L'expert en relations internationales prévoit qu'Erdogan œuvrera probablement à accroître l'aide économique, militaire et humanitaire de la Turquie à l'Afrique au cours des cinq prochaines années.

"Il jouera probablement aussi un rôle clé dans le maintien de la paix régionale sur le continent", ajoute M. Githua.

Les chiffres confirment la cohérence et l'étendue des relations de la Turquie avec le continent. Il y a 44 ambassades turques en Afrique, ce qui place la Turquie parmi les quatre pays du monde ayant le plus grand nombre de consulats sur le continent, juste derrière la Chine (53), les États-Unis (49) et la France (46).

Dans le secteur de la santé, la présence de la Turquie en Afrique ne passe pas inaperçue. Par exemple, à Mogadiscio, capitale de la Somalie, Erdogan a construit en 2015 l'un des plus grands hôpitaux, qui porte son nom.

Au Sénégal aussi, la Turquie a réalisé plusieurs projets, dont le stade Abdoulaye Wade de classe mondiale, d'une capacité de 50 000 places, qui a été construit par la société de construction Summa en un temps record de 17 mois à partir de février 2020.

Pour Cheikh Tidiane Gadio, ancien ministre des Affaires étrangères du Sénégal, c’est le principe “gagnant-gagnant” qui détermine le rôle du président Erdogan dans le renforcement des relations avec l'Afrique suivant.

Le président Erdogan s'est rendu au Sénégal au moins quatre fois. En Tanzanie, la société turque Yapi Merkezi a été chargée de construire le chemin de fer à écartement normal du pays. La qualité du travail a été saluée par le gouvernement ougandais.

"Yapi Merkezi a entrepris un travail remarquable sur le projet SGR en Tanzanie", s’est félicité le gouvernement ougandais sur Twitter le 16 mai, lorsqu'il a annoncé la reprise des travaux sur la ligne SGR Kampala-Kigali.

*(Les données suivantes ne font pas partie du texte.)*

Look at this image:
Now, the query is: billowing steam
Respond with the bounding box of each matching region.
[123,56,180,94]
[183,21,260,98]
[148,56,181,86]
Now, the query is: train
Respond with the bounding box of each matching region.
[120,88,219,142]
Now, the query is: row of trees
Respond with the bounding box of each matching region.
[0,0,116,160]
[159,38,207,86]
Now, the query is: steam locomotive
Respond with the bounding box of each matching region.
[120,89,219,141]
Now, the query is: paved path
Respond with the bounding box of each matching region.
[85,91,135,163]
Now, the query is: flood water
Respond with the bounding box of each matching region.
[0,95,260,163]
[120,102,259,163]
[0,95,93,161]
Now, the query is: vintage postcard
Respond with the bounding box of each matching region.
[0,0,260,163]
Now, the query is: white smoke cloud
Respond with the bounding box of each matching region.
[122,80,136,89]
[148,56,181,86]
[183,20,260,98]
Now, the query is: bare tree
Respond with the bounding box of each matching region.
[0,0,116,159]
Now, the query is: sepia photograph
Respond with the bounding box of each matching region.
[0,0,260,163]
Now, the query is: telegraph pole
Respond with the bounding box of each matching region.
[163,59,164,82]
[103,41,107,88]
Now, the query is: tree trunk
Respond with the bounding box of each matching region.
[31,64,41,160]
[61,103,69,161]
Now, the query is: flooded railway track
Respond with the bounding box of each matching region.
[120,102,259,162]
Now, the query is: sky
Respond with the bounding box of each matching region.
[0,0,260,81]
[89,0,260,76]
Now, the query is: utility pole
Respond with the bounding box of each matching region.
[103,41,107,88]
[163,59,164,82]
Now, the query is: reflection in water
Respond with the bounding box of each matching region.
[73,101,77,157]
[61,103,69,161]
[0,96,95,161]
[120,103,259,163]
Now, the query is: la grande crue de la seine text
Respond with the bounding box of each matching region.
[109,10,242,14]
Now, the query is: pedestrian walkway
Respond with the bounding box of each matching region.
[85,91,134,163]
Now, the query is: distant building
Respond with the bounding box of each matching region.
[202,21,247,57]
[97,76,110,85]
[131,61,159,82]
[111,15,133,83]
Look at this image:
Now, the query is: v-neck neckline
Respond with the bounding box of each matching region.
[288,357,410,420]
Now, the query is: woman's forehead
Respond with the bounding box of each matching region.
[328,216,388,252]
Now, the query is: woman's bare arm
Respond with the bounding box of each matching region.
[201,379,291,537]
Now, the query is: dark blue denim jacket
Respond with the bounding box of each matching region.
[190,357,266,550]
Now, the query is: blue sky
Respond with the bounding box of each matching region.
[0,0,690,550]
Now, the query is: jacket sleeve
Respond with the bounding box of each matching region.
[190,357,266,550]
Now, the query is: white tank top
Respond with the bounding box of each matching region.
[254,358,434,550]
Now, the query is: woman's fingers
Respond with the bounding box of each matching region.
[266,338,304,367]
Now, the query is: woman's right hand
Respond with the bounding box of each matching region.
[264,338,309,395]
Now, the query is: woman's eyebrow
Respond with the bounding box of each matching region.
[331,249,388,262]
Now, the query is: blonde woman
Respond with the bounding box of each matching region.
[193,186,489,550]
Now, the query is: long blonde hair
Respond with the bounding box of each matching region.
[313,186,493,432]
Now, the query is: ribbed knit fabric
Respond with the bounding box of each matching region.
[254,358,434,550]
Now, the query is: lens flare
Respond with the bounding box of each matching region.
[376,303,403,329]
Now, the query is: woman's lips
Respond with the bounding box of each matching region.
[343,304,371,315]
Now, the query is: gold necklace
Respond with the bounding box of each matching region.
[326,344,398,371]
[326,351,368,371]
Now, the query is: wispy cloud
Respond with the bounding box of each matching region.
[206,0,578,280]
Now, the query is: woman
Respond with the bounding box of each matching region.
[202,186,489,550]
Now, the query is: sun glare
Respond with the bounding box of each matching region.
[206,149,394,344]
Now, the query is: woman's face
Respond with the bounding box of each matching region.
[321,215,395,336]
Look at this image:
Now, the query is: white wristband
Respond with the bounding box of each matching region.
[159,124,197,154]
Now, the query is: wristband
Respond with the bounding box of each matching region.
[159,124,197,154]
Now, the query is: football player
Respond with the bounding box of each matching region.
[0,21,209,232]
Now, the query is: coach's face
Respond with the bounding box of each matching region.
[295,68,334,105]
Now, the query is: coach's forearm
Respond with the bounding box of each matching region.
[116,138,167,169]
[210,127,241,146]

Au Rwanda, une entreprise turque a construit la BK Arena de Kigali, une salle polyvalente de 10 000 places. La Turquie participe également à des actions caritatives dans différents pays, sous l'égide de Tika, l'agence turque de coopération et de coordination.

Avantages mutuels

L'énergie, la défense, le textile, le cinéma, les transports et le matériel militaire sont quelques-uns des domaines dans lesquels la Turquie a bénéficié à de nombreuses nations africaines.

Au début d’un nouveau mandat de cinq années, l'Afrique est convaincue que la présidence d'Erdogan continuera d'apporter de bonnes nouvelles. La confiance est réciproque.

En 2022, les exportations de la Turquie vers les pays africains ont dépassé les 21 milliards de dollars, atteignant des niveaux record. Les ventes vers le continent ont augmenté de 12,3 % par rapport à 2021.

L'Égypte (3,9 milliards de dollars), le Maroc (3 milliards de dollars), la Libye (2,4 milliards de dollars), l'Algérie (1,9 milliard de dollars) et l'Afrique du Sud (1,6 milliard de dollars) sont les nations africaines vers lesquelles la Turquie a exporté un volume important de ses marchandises.

L'acier, les produits chimiques, les céréales, les oléagineux, les produits industriels, l'huile d'olive, les fruits frais, les légumes, l'automobile et les matériaux de construction sont les principaux produits exportés par la Turquie vers l'Afrique.

Le volume des importations de la Turquie en provenance d'Afrique a atteint 8,3 milliards de dollars en 2021. En tête de ces importations figurent le pétrole brut, l'or, le fer, le cuivre, le gaz naturel liquéfié et d'autres matières premières.